Osmanlı Arşivi'nin "Osman'ı"

Osmanlı Arşivi'nin "Osman'ı" Tarihçi-Yazar Nazmi EROĞLU yazdı

Osmanlı Arşivi'nin "Osman'ı"
22 Eylül 2018 - 14:25

Osmanlı Arşivi'nin "Osman'ı"

 

Nazmi EROĞLU/Tarihçi-Yazar

 

Günümüzün kavramsal dünyasında "Osmanlı" ve "Arşiv" yan yana kullanılan, birbirinden ayrı düşünülemeyen iki sihirli kelimedir. Sanırım sihir "Osmanlı"dadır. Osmanlı Osman'dan gelir; yani Osman Gazi'den… Belki de gördüğü rüyanın bir tılsımıdır bu…

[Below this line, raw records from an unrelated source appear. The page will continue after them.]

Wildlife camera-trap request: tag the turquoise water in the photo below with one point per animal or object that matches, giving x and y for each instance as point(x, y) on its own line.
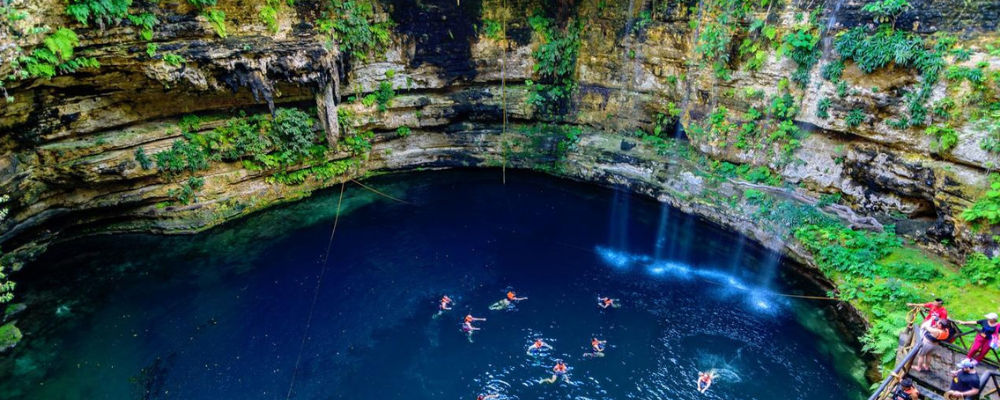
point(222, 314)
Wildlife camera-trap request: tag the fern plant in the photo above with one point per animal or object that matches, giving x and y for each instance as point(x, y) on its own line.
point(145, 21)
point(103, 12)
point(217, 18)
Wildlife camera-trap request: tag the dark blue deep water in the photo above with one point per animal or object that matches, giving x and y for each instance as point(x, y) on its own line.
point(222, 314)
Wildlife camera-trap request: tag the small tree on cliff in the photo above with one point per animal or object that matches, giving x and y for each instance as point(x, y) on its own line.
point(6, 286)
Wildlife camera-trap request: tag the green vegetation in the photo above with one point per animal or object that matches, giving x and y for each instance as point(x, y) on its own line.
point(800, 45)
point(555, 63)
point(259, 142)
point(823, 108)
point(173, 59)
point(103, 12)
point(217, 18)
point(945, 137)
point(269, 13)
point(871, 51)
point(143, 159)
point(188, 191)
point(350, 24)
point(987, 207)
point(855, 118)
point(6, 285)
point(56, 56)
point(145, 22)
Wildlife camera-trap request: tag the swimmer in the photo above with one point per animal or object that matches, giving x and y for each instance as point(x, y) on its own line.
point(558, 371)
point(598, 346)
point(445, 305)
point(503, 304)
point(512, 297)
point(605, 302)
point(536, 347)
point(467, 325)
point(705, 380)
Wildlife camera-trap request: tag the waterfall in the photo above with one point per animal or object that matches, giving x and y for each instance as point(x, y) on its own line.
point(619, 220)
point(661, 231)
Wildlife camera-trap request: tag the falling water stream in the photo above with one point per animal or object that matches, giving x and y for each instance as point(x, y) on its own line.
point(221, 314)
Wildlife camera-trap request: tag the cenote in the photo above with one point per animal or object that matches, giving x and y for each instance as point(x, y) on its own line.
point(222, 314)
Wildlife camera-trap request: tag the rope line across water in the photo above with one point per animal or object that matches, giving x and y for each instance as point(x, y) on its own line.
point(319, 281)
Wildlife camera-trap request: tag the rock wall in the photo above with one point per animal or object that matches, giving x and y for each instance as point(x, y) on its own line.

Ama önce bir "hikâye" anlatmalıyım. Dünyanın değişik bölgelerinde dağınık bir şekilde hayatını idame etmeye çalışan insanların ve ailelerin zaman içinde çoğalmasıyla ihtiyaçlar da arttı. İşler yoğunlaştı ve hayat biraz daha karmaşık hale geldi. Bu, ailelerin dayanışmasına sebep oldu ve bir arada hareket etme ihtiyacı ortaya çıktı. Buradan aşiretler meydana geldi. Sonra oymaklar birleşti ve uluslar belli bir hiyerarşik yapı içinde -teşkilatlanma zorunluluğuyla- devletleri tarih sahnesine çıkardı.

Devlet, ulusların zaman ve tarihin acımasız labirentlerinde hayata tutunabilmeleri için zorunlu olarak oluşturdukları bir hiyerarşik ve sistematik yapı... Ve uluslar, bulundukları coğrafyanın, bazen farklı unsurlar ve kültürlerin rengini alarak tarih denen nevi beşer hatıralarının harmanlandığı imtihan meydanında arz-ı endam etti.

Bu cihetle Türkler, değişik zaman ve zeminlerden günümüze kadar birçok devlet kurup inşa etmiş, birisi inkıraza uğrarken yeni bir teşkilatlanma, ya aynı coğrafyada, ya arzın başka mekânlarında vücut bulmuştur. Adeta her Türk devleti bu fani âleme son sözlerini söyleyip veda ederken evladının doğumuna ebelik etmeyi ihmal etmemiştir. Böyle bir devamlılıkla ulusumuz, kesintiye uğramadan, kaybolmadan tarih içinde kendine bir yer açabilmiştir.

Ancak, evvela ulusumuz ve onun ekseninde yer alan toplumlar, sonra söz konusu toplumların yani milletimizin bölgesel, ülkesel veya stratejik ihtiyacına göre kurulan devletlerin bahtı açılmıştır. Ve bu anlayış ve "kut", tüm ulusun bilincinde, hafızasında, gönlünde yer etmiş; bütün zerrelerine nüfuz etmiştir.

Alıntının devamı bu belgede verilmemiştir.